Macarena García forma parte del elenco de Se tiene que morir mucha gente, la nueva serie original de Movistar Plus+, creada por Victoria Martín y basada en su novela homónima. La ficción, que fue seleccionada en la Sección Oficial de Canneseries, reúne a un reparto encabezado por Anna Castillo, la propia Macarena García y Laura Weissmahr, junto a Sofía Otero.

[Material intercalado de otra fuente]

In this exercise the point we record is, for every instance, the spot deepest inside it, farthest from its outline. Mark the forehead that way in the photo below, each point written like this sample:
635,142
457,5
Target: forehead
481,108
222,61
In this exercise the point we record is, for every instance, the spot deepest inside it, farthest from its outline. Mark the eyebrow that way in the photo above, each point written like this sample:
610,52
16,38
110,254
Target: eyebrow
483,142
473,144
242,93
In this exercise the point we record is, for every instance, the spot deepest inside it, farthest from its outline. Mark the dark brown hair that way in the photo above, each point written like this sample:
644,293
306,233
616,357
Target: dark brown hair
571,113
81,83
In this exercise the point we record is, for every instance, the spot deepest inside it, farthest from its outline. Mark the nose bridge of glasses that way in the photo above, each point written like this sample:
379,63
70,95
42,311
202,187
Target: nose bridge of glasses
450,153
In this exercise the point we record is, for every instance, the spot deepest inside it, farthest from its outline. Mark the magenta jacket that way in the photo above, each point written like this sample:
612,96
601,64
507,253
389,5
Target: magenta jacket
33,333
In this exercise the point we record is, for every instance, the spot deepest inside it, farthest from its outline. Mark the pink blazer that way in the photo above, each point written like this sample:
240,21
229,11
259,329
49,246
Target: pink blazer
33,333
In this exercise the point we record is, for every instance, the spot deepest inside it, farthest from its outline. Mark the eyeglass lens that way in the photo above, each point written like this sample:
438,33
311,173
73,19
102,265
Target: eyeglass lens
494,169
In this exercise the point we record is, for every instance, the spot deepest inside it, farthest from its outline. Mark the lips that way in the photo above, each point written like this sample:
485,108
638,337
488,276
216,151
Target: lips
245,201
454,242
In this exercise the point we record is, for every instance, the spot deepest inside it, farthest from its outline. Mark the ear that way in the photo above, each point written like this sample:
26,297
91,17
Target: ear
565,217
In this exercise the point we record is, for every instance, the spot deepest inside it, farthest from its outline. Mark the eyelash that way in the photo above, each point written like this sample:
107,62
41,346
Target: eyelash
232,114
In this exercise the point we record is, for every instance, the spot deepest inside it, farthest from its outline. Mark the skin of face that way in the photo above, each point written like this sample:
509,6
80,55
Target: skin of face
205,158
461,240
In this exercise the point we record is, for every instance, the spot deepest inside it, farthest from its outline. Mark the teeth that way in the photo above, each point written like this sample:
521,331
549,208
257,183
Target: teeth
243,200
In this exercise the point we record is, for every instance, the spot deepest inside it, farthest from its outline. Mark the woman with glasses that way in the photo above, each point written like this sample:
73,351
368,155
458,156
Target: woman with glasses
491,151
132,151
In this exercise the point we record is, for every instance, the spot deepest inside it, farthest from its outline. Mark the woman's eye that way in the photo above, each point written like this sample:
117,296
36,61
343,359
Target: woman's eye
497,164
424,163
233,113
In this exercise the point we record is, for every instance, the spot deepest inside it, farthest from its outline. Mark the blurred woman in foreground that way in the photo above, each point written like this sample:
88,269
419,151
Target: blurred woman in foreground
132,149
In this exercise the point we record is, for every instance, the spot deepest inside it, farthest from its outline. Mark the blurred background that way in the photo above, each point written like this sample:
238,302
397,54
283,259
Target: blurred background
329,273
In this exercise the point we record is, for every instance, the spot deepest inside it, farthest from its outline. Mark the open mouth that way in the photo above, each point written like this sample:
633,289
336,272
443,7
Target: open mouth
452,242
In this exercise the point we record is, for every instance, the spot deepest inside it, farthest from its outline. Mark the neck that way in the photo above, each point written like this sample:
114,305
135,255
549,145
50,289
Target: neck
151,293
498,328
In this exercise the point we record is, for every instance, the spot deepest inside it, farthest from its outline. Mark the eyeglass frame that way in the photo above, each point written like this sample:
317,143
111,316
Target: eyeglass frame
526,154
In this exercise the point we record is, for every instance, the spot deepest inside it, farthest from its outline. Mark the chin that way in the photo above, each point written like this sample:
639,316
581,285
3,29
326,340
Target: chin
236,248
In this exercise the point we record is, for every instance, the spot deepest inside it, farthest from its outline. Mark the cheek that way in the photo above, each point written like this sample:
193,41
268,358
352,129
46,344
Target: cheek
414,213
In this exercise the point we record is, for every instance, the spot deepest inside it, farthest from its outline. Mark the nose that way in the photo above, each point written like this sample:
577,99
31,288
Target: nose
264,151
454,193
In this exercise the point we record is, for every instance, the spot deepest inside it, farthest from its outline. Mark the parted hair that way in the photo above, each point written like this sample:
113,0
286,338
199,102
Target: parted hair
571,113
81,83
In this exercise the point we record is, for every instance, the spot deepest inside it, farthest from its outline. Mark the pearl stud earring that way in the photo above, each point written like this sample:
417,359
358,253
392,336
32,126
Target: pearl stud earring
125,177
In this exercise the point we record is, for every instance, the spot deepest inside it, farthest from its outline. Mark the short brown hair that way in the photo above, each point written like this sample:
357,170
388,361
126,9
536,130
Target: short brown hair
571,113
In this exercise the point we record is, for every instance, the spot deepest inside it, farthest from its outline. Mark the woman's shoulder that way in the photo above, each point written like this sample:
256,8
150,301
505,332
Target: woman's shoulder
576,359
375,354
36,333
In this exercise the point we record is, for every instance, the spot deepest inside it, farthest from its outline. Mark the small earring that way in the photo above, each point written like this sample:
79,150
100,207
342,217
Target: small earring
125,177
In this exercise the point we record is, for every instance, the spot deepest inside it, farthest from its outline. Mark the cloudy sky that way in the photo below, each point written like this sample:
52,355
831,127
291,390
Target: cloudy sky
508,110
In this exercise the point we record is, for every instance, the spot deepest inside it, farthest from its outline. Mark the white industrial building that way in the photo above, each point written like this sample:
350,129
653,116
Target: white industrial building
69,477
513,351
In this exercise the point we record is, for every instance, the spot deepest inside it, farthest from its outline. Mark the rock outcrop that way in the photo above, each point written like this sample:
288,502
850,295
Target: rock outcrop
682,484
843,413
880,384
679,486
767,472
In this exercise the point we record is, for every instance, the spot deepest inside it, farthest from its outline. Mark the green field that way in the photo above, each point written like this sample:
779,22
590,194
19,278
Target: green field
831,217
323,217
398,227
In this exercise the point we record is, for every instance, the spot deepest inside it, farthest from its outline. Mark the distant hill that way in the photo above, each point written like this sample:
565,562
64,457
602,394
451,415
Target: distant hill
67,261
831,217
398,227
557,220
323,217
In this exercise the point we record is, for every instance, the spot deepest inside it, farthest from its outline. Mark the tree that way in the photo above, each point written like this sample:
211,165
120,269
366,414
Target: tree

La serie, dirigida por Sandra Romero, Victoria Martín y Nacho Pardo, retrata a tres amigas de la infancia cuyas vidas han tomado caminos muy distintos. En ese contexto, Macarena da vida a Helena, una mujer embarazada atrapada entre la aparente estabilidad de su vida y una creciente sensación de vacío. Hablamos con la actriz sobre su personaje y las relaciones de amistad que atraviesan la serie.
¿Cómo definirías a Helena desde tu punto de vista?
Helena es una mujer que está embarazada de nueve meses, casada con un hombre bastante mayor que ella. Está viviendo la vida que creía que deseaba: una vida que le daba estabilidad, seguridad y cierta idea de felicidad, sobre todo ligada al dinero y a esa tranquilidad aparente. Pero pronto —o quizá tarde en su vida, aunque relativamente pronto en la serie— se da cuenta de que esa vida no la llena. Conecta con una sensación de vacío, de pérdida, de no reconocerse en lo que ha construido. Es una mujer muy desconectada de sí misma, que ha ido tapando heridas, evitando mirarse de verdad. Y en la serie empieza un proceso en el que intenta acercarse a su verdad, aunque le cueste muchísimo, porque está muy acostumbrada a vivir desde la máscara y desde la mentira que se ha contado.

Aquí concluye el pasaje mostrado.